Maybe. I haven't tried to seriously benchmark or optimize the C
implementation. This is what it looks like (for the normalized case), if
you'd like to try it out.
mp_limb_t
div_r_1_preinv (mp_srcptr up, mp_size_t un,
mp_limb_t d, mp_srcptr pre)
{
mp_limb_t dinv;
mp_limb_t B2;
mp_limb_t r0, r1, r2;
mp_limb_t p0, p1;
mp_size_t j;
ASSERT (d & GMP_LIMB_HIGHBIT);
ASSERT (un >= 3);
dinv = pre[0];
B2 = pre[1];
umul_ppmm (p1, p0, up[un-1], B2);
r2 = 0;
add_sssaaaa (r2, r1, r0, up[un-2], up[un-3], p1, p0);
for (j = un-4; j >= 0; j--)
{
mp_limb_t mask;
mp_limb_t cy;
mask = -r2;
umul_ppmm (p1, p0, r1, B2);
ADDC_LIMB (cy, r0, r0, mask & B2);
r0 -= (-cy) & d;
r2 = 0;
add_sssaaaa (r2, r1, r0, r0, up[j], p1, p0);
}
if (r2 > 0)
r1 -= d;
if (r1 >= d)
r1 -= d;
mod_rnnd_preinv (r0, r1, r0, d, dinv);
return r0;
}
Here, add_sssaaaa is the macro you mailed the other day, and
mod_rnnd_preinv is udiv_qrnnd_preinv with q argument and updates
omitted. One could use a variant of add_sssaaa which generates the carry
into a mask directly, using sbb r2, r2 or whatever is appropriate for
the cpu.
> Have you looked into a mod_1_2 using the same ideas? Perhaps it will be
> tricky to get that to be as fast as possible without further restricting
> the divisor range?
I have a sketch which I think should run in 8 or maybe 7.5 cycles per
iteration. I.e., same speed as current mod_1s_2p (or maybe slightly
faster, 3.75 cycles per limb rather than 4).
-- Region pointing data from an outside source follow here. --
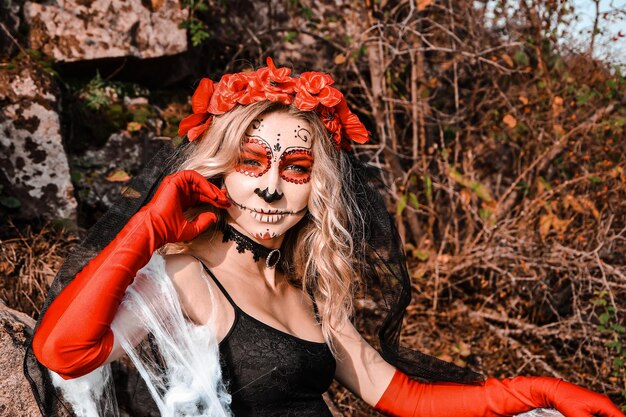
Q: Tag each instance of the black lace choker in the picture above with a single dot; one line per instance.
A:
(271, 256)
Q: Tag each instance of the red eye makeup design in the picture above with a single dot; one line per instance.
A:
(295, 165)
(255, 157)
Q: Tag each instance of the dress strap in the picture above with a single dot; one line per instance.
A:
(315, 309)
(219, 285)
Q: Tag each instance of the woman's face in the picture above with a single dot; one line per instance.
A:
(270, 184)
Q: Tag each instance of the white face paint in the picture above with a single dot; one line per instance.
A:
(269, 186)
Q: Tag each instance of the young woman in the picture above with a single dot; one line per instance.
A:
(263, 210)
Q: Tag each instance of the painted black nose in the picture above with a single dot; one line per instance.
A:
(267, 196)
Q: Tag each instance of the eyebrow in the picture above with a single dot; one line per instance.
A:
(247, 147)
(297, 156)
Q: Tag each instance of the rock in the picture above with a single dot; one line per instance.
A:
(33, 167)
(16, 397)
(75, 30)
(10, 17)
(102, 174)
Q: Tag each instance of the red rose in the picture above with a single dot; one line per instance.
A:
(313, 88)
(332, 123)
(352, 126)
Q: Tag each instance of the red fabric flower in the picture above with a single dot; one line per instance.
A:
(332, 124)
(352, 126)
(230, 89)
(312, 91)
(313, 88)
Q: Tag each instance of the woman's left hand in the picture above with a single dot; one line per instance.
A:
(575, 401)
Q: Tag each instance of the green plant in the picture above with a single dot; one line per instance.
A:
(95, 94)
(616, 335)
(198, 30)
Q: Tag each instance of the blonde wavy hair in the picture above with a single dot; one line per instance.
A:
(319, 251)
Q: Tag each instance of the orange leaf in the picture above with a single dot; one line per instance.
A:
(119, 175)
(570, 201)
(422, 4)
(510, 121)
(557, 105)
(590, 206)
(340, 59)
(545, 223)
(508, 60)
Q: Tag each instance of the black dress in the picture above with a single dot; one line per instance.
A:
(272, 373)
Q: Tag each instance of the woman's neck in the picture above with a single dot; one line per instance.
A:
(226, 255)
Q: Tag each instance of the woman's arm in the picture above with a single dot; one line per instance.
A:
(74, 336)
(360, 368)
(363, 371)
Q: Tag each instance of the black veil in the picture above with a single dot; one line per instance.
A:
(377, 245)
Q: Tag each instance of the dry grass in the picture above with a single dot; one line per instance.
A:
(29, 260)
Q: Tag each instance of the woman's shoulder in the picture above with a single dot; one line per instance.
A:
(185, 271)
(182, 268)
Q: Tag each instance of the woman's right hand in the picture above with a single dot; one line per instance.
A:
(176, 194)
(75, 336)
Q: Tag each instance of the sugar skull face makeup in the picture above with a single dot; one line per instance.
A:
(270, 183)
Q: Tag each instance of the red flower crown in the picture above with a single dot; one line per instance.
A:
(311, 91)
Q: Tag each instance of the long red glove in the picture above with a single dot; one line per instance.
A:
(493, 398)
(74, 336)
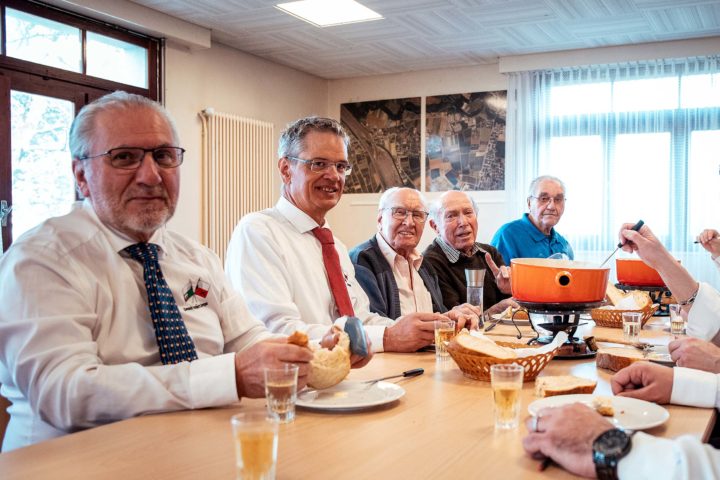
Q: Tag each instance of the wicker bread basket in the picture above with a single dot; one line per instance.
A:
(613, 318)
(478, 366)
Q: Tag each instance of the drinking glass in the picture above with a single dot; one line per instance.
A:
(631, 326)
(506, 382)
(281, 391)
(444, 332)
(677, 322)
(475, 280)
(256, 439)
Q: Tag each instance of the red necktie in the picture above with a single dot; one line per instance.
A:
(332, 268)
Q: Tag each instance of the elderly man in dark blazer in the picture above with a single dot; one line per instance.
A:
(390, 268)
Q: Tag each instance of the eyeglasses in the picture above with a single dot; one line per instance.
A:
(319, 165)
(400, 213)
(130, 158)
(545, 199)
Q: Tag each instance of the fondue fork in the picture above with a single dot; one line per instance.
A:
(407, 373)
(591, 342)
(635, 227)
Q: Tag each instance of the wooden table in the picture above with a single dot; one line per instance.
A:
(441, 428)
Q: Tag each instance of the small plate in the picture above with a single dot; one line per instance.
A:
(630, 413)
(520, 322)
(350, 395)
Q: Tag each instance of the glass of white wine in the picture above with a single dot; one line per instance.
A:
(632, 323)
(281, 391)
(506, 382)
(444, 332)
(256, 442)
(677, 321)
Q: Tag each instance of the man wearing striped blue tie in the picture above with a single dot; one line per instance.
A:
(105, 313)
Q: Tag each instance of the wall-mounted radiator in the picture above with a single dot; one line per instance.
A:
(238, 164)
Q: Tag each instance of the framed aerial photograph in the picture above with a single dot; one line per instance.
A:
(465, 141)
(384, 144)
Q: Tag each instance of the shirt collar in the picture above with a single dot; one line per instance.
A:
(453, 254)
(300, 220)
(118, 240)
(415, 257)
(535, 232)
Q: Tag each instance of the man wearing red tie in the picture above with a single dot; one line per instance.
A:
(293, 273)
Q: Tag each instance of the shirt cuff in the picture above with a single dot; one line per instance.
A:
(375, 334)
(644, 447)
(704, 313)
(694, 388)
(212, 381)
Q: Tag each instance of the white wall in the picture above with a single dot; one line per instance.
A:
(354, 220)
(231, 82)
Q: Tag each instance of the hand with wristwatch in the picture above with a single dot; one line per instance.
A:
(578, 439)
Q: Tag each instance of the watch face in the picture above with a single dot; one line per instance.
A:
(612, 443)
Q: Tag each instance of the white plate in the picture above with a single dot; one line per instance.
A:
(521, 322)
(630, 413)
(349, 395)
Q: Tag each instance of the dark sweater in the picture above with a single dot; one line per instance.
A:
(452, 275)
(376, 277)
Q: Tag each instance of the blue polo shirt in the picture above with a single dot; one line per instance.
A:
(521, 239)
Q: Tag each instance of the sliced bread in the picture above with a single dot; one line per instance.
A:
(481, 345)
(563, 385)
(617, 358)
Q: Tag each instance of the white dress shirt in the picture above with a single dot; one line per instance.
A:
(684, 457)
(275, 262)
(77, 345)
(414, 295)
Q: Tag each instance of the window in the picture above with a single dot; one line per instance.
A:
(630, 142)
(53, 63)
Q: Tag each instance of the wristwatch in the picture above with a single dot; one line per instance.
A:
(608, 449)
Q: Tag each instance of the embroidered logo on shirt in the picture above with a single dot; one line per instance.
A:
(195, 294)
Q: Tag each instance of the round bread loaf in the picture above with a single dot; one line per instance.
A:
(328, 367)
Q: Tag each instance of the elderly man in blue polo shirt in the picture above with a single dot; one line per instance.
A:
(534, 235)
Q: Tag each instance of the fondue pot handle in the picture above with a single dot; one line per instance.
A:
(563, 278)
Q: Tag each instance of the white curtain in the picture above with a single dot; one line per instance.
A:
(631, 141)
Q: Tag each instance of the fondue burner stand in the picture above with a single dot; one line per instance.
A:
(657, 294)
(560, 317)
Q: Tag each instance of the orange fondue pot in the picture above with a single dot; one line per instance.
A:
(543, 280)
(633, 271)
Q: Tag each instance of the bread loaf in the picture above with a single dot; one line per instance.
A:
(563, 385)
(614, 294)
(481, 345)
(617, 358)
(634, 300)
(328, 367)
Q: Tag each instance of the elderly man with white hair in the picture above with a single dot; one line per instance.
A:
(390, 268)
(454, 217)
(534, 235)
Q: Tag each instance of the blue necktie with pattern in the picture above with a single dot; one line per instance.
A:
(173, 339)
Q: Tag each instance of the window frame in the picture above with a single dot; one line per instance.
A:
(153, 45)
(676, 122)
(24, 75)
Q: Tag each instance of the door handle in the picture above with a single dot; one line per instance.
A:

But unlike the current
code, it allows arbitrary d.
# r0 in %rax # cycle numbers diff
mov 8(up, un, 8), t1
lea (b3md. t1), t2
add r2, t1 # 0 10 17 25 32 8,7
cmovc t2, t1 # 1 11 18 26 33 8,7
mul b2 # 0 6 15 22 30 7,8
mov (up, un), r0
add %rax, r0 # 4 10 19 26 34 7,8
adc %rdx, t1 # 5 12 20 27 35 7,8
mov r1, %rax # 0 9 16 24 31 8,7
lea (-d, t1), r1 # 6 13 21 28 36 7,8
cmovnc t1, r1 # 7 14 22 29 37 7,8
mul b3 # 1 10 17 25 32 8,7
xor r2, r2
add r0, %rax # 5 14 21 29 36 8,7
adc %rdx, r1 # 8 15 23 30 38 7,8
cmovc b3, r2 # 9 16 24 31 39 7,8
Also mod_1_4 should be possible at the same speed as current code,
but with arbitrary d.
The first conditional subtraction of d in r1 + b3 -? d is fairly cheap
since b3 is invariant, but the second conditional instruction adds
several cycles of critical latency.
Is it reasonable to have a table lookup in the inner loop? Then it might
be a good idea to collect all carries into r2 (unlike the above code
which puts only the carry for the final addition into r2, to limit r2 to
the values 0 and 1), and use table lookup to find r2 B^3 (mod d) for the
small range of possible values for r2.